Mr Nene said that the brief to Adv Jenkins had been simply to clean up the referencing to the PFMA, which he had done. The process was to be re-opened, and NT would be making a submission on Friday. Only after that could the Committees decide how to take the process forward. The previous process had been suspended for the NCOP to deal with the Bill, after this Committee had gone through clause by clause, and reached the point where it was about to adopt the Bill. That process had been re-opened, and perhaps, now that the Bill had been cleaned up, more input would be given. The Bill had been available, and should the FFC or others wish to comment, then it would be accepted. He suggested that the detailed answers to questions could stand over until after the National Treasury submission.
Mr Singh supported this. The intention of the PFMA was to ensure good financial management, and he thought, personally, that there was no objection to having the PFMA apply to any body.
Ms L Mabe (Chairperson, Joint Budget Committee) said that she was strongly in favour of separation of powers, and would not be comfortable that Parliament must subscribe to PFMA. She appreciated the clarification on the process. The provinces could not be left out in the cold and there must be consultation. She asked to whom the audit committee would be accountable and noted that this must be clarified.
Adv Jenkins gave a broad response to the issues raised. The issue of provincial legislatures had been discussed by the legal advisors. The Constitution said that a bill with "any provision" that affected the financial interests of provinces must be a Section 76 Bill, and that would include, to his mind, the norms and standards. The alternative would be to have a Section 75 bill to provide only for Parliament, and then have a separate Section 76 Bill applicable to the provinces, with the two to be combined later. This was similar to what had been done with the PFMA.
Adv Jenkins said that the oversight mechanisms created would need to be considered. The Committee on Public Accounts was a National Assembly committee - and the question was whether NCOP approved that the audit reports go through this Committee, or whether they wished to consider them also in the NCOP.

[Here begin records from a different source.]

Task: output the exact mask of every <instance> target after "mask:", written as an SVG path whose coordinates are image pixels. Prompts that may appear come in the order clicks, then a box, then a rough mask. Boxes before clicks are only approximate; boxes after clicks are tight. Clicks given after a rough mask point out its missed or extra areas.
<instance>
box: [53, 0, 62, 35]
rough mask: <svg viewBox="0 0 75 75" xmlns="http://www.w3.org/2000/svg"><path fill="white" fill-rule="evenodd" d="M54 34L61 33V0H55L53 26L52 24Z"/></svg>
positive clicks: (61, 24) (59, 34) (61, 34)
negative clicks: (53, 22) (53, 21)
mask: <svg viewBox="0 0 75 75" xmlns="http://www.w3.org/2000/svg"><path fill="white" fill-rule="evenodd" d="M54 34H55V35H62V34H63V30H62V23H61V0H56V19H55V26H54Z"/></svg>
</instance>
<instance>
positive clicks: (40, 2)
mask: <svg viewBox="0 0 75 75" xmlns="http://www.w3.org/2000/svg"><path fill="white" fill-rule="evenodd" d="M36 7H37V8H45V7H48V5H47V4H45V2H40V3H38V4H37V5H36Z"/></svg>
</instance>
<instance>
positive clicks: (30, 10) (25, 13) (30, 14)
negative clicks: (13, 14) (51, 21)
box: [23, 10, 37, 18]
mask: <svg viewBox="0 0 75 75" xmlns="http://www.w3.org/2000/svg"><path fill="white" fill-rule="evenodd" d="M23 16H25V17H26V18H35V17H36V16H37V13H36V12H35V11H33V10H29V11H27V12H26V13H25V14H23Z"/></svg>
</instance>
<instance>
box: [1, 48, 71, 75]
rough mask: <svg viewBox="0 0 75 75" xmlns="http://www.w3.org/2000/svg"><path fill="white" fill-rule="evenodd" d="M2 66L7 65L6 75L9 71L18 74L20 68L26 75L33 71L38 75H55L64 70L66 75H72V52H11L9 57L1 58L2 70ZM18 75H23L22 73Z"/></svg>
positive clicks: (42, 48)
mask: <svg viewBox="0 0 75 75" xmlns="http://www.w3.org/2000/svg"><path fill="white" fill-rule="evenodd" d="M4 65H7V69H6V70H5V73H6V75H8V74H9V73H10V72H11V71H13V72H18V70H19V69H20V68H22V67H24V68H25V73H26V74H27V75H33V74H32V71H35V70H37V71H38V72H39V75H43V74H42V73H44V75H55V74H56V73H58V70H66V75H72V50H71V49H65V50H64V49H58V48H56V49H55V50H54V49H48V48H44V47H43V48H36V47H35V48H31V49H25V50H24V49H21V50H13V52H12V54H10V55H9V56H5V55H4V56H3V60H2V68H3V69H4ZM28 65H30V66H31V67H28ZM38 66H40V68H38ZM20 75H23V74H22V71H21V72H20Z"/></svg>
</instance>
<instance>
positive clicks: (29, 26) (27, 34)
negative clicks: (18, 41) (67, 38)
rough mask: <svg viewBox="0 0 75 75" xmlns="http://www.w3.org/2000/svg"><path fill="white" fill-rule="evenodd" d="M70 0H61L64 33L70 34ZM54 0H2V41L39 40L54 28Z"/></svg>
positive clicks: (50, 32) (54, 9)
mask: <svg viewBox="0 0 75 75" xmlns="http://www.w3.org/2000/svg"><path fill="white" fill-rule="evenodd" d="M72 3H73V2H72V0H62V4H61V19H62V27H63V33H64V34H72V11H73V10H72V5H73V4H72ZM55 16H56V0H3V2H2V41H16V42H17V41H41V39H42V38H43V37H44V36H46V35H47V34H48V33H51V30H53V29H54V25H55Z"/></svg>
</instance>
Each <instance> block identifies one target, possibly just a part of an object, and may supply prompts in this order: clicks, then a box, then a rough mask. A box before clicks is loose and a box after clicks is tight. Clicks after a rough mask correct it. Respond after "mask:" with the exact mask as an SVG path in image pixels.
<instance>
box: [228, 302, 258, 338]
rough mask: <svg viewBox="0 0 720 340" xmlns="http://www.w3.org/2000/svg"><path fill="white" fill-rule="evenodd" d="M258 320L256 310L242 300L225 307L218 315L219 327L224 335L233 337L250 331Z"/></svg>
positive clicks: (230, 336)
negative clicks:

The questions of the format of accounts and whether this would infringe of separation of powers were academic questions, although it was possible that what the format could prescribe – such as a requirement for audit – could be an infringement.
It was in the nature of parliament that the Executive Authority would be subjective. A Government department, in order to receive money, required approval from National Treasury. Parliament doubled up as the Treasury of itself. However, Parliament consisted of multiple parties, and this gave the opportunity for questioning, raising matters and speaking to the media. If Parliament abused its power the five year election cycle was the ultimate power of the public.
The open part of the meeting was adjourned.